Ферхад-паша должен был бы почуять в этом спокойствии угрозу для себя, но, увлеченный своими обвинениями, он утратил всякую осторожность.
– Я ободрал? Посмотрим, что останется от Египта после этого грека, который вашими милостями ест и спит на золоте! А если я что-то и брал с тех бунтовщиков, то только затем, чтобы накормить бедных, вечно голодных детей ваших – янычар! И за это меня из визирей в санджак-беки?

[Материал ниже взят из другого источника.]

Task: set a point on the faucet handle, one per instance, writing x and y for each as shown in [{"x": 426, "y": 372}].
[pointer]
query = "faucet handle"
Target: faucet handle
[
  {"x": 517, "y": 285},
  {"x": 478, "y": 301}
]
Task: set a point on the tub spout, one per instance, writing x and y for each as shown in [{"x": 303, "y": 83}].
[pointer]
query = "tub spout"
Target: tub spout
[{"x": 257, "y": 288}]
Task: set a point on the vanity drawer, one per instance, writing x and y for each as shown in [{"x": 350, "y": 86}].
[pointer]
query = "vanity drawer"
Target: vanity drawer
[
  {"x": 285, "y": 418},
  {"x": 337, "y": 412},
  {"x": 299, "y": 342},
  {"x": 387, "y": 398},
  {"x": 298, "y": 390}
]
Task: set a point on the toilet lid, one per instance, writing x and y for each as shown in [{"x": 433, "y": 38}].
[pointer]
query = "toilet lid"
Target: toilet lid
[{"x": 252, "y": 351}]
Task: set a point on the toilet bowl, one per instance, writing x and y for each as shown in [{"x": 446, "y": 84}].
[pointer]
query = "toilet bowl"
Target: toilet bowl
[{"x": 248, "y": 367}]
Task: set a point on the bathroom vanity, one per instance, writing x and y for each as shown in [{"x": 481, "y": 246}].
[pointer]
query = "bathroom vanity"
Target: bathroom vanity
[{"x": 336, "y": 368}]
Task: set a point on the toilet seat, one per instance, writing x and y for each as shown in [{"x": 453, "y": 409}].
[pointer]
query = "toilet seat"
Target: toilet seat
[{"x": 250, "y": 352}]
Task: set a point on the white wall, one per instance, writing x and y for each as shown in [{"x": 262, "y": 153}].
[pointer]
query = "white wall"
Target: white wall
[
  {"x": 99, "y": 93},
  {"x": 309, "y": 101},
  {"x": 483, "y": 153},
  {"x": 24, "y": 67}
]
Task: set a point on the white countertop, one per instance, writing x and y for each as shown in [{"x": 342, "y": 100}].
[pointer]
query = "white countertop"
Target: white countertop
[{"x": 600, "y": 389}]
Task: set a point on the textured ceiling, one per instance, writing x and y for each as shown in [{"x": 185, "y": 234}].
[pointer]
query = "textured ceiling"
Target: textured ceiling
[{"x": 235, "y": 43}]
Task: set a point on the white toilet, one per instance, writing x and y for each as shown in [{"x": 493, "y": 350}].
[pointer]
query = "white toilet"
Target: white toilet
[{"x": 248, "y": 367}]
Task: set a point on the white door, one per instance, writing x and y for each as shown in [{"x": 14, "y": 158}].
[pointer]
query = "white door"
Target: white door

– Ты опозорил даже звание санджак-бека. Допустил, чтобы пятнадцать тысяч славного исламского войска было побито пятью тысячами неверных. Потерпел позорное поражение, а потом еще и позорно бежал. Честный воин должен остаться на поле боя. Как ты смеешь жить после такого поражения?
Только теперь Ферхад-паша должным образом оценил предусмотрительность султана: свидетели здесь воистину нежелательны. Дильсизы не принимаются во внимание. Они немы, как мертвые. И все тут мертвое, даже этот султан, у которого не дрогнет ничто ни в лице, ни в окаменевшей фигуре. Но ведь он, Ферхад-паша, великий воин, царский зять, любимец янычар и всего войска, которое держит этот золотой престол, он жив и хочет жить!